Challenging road ahead sees company cut head count by seven per cent.

Elon Musk, Tesla CEO, has confirmed the company will shed about seven per cent of its workforce to "advance our mission", described as "accelerating the advent of sustainable transport and energy, which is important for all life on Earth".

In a letter, the outspoken CEO described 2018 as the "most challenging" and "most successful" year yet for Tesla, which saw it just weeks from bankruptcy as it went through production hell in an effort to churn out 5000 units of the Model 3 per week.

Ever since the milestone was reached, the Model 3 has been one of the best selling cars in the US. In December Tesla delivered 25,250 Model 3 sedans, making it the 12th best selling vehicle overall.

In the third quarter of 2018, Tesla returned its first profit — around four per cent — in several years. Musk claims Tesla also made a smaller profit in the fourth quarter, and is hoping to make a "tiny profit" this quarter.

The CEO says Tesla has been able to turn a profit because it has only been making high-spec, high-margin versions of the Model 3, rather than the much hyped US$35,000 ($45,800) entry-level model.
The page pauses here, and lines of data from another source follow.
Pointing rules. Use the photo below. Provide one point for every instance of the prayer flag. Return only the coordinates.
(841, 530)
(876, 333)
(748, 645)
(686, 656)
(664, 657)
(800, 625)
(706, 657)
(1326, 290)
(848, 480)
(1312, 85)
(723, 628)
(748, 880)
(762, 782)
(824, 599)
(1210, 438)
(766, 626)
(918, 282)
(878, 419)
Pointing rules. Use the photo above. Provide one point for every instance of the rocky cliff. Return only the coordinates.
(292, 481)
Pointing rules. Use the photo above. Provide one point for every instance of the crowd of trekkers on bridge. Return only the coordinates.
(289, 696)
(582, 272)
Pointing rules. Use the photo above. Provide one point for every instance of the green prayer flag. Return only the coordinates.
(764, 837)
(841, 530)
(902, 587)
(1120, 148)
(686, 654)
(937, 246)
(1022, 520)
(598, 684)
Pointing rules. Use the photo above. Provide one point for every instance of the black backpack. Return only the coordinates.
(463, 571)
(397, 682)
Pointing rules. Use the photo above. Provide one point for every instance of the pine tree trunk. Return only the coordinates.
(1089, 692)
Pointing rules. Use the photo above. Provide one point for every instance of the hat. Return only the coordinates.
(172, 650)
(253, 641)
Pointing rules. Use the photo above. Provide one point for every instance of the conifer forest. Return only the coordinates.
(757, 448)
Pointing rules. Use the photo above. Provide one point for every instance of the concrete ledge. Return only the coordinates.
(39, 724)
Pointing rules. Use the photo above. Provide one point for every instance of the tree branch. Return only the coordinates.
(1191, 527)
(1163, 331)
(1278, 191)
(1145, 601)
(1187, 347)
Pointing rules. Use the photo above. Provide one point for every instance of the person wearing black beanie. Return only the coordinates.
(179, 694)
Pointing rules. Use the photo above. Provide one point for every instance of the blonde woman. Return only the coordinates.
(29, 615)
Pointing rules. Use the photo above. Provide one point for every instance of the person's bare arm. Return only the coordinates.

As Tesla's "products are still too expensive for most people" and "the road ahead is very difficult", Musk said the company needed to reduce its full-time workforce by around seven per cent, and "retain only the most critical temps and contractors".

One key challenge for the company is that it has sold over 200,000 electric cars in the US. This means the federal tax rebate on its vehicles has been reduced from US$7500 to US$3750, will drop to US$1875 from July, and will disappear completely from the beginning of 2020.

To address this, Tesla will need to "continue making progress towards lower priced variants of Model 3".

In addition to reducing its head count, Tesla will also increase production of the Model 3 and make "manufacturing design improvements" to the car.

On Twitter Musk also confirmed Tesla's referral program will end on February 1, noting it was "adding too much cost to the cars, especially Model 3". Earlier this month the company dropped the entry-level 75D variants of the Model S and Model X.